Ok, let me try an answer that I will learn from, if and when it's shot down (but not by pedantry please :).
I want to stay pragmatic and stick what physics is about, measurements and predictions based on those measurements. @JEB gives a nice summary, but I am not sure it's what the OP is after, which is why I write this.
Take a rock and call it matter and say matter is exactly the same thing as mass, as most non physicists would view it. A rock is stuff, and stuff is mass.
Ignore the problems regarding what actually "is" an electron, and go along with the fact that we can assign a charge (through measurement) to it, in this case a charge called mass.
The same idea with the other "permanent" fermions in the rock, quarks in particular, and say that they have a charge as well, again this charge is mass.
So that leaves us with bosons.
Electromagnetic force carriers can travel forever, as far as we know, so we can say they have no mass.
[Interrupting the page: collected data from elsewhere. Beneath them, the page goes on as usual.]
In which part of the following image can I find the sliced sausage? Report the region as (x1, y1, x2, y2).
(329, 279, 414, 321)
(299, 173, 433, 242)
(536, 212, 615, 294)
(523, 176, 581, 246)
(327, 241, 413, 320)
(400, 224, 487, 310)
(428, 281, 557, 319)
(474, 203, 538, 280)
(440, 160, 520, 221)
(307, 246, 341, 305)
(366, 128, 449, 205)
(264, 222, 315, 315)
As mentioned in the answer above, we can strongly relate photons to the z boson of the weak force, but as for the electroweak force, for this answer I am going to pretend that it has not been discovered.
So the electromagnetic forces that hold the atoms together do not contribute any mass.
The weak force.
This force is weak, because the range of interaction is very small, in turn precisely because the bosons involved are so massive. More on this at The Weak Force : Wikikpedia. So in the spirit of pragmatism, at any particular instant, when you check the mass of the rock, these bosons are making a contribution to the mass.
Gluons and strong nuclear force.
No mass here (to the limits of our ability to measure any), but this is better explained by Do Gluons have mass?
The nuclear force, since it is a residual effect of the strong nuclear force, does not contribute mass either. Nuclear Force: Wikipedia
In total, you have two main contributions to the matter/mass of your rock, measured at any given time, the fermions and the weak massive bosons.